I think in the coming months and years we’ll hear from people we thought were weathering lockdown nicely -- people who are models of stability under normal circumstances. More is probably happening under the surface than we realize. The elements of ordinary life — the workplace, holidays, friends stopping over, even those 9-to-5 schedules — smoothed the edges of daily existence. Without them we're raw, restless, jangled. Or mopey, withdrawn, aimless.
These times are teaching us that the Internet can give us almost everything we need: shopping, food, socializing, sex, contact with the outside world. We exercise via computer screen now, and Yoga apps. Zoom is everywhere, at business meetings and every kind of social gathering, including memorial services. Our once-vibrant social lives have turned into quiet evenings with GrubHub and Netflix. It's surprising how much life can be lived through screens.
At the same time, conversely, the coronavirus era has also shown is that there are things we really CAN'T go without, at least not comfortably. Work may be one, for workaholics. Drinking is another. It's not that you can't drink in front of the spouse and kids, more that you're happier doing it in a bar, with the work crowd, or on a girls' night out. Quarantine has forced us to be creative. The enforced family time, night after night of it, has driven our vices underground. I've heard about people sneaking to the garage to call the people they secretly call (bookies? Mistresses?). Many of us are finding it tricky, living every moment in full view of the people we're related to. Whether or not we're inclined to stealth , we're all used to our privacy, our escapes.

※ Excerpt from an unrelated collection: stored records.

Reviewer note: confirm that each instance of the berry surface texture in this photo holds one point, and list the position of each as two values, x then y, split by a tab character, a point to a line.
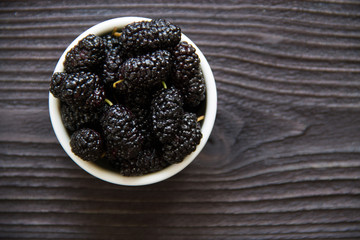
132	100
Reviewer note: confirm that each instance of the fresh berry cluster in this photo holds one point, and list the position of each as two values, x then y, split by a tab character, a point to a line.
130	98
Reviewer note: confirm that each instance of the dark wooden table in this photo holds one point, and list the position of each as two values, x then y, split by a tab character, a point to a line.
283	160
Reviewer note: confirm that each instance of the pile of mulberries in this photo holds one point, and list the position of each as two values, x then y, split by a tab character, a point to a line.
132	99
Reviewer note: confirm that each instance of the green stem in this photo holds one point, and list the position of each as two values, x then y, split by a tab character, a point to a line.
108	102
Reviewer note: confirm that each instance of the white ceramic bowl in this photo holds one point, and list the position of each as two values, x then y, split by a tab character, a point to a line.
112	176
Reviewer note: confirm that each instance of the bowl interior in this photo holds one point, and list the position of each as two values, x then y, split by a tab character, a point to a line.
111	176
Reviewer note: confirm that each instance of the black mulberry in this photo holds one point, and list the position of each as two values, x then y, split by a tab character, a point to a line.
83	90
145	71
187	75
166	113
122	135
87	55
56	84
87	144
75	118
185	141
147	161
140	37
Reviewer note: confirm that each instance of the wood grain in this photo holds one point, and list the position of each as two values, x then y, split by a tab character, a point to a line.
283	160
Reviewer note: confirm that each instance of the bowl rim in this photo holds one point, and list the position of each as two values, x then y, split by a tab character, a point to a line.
111	176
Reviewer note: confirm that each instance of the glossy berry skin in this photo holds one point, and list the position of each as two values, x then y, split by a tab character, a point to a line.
122	135
166	113
87	144
145	71
87	55
187	75
147	161
147	36
83	90
185	141
75	118
56	84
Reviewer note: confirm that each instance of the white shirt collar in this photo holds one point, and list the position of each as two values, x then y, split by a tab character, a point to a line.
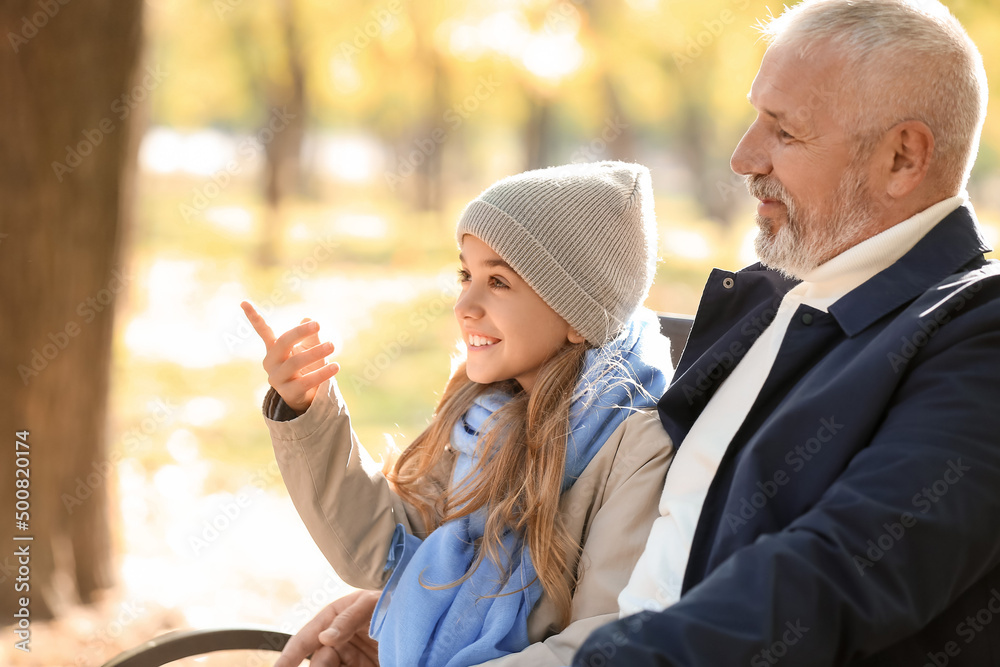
822	286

Another thing I've noticed: people are posting even more weird things on the Internet than usual. Judging by the bizarre offerings out there, it seems like there may be something to that old adage “idle hands are the devil's playground" . . .
As in 2012, when our house was spared Sandy's wrath, Stephanie and I really can’t complain. We get along (in some ways even better than before!), we have a house that’s big enough to get some solitude in, and although our income has been reduced, so far we haven’t fallen behind in our bills. Knock wood. We aren’t cold or hungry. I still make food by hand for our animals, the way I did before we were in a global crisis, and none of them have any idea anything is wrong at all.
So we can help the people in our lives who need it, and rejoice with the ones who don’t. When the weather gets warm, we even plan to host a few small, socially-distant gatherings in our yard.
In the meantime, like most everyone else, we hunker down in our little section of the spectrum. These days are really only about trying not to be miserable, or cause others misery, or get sick.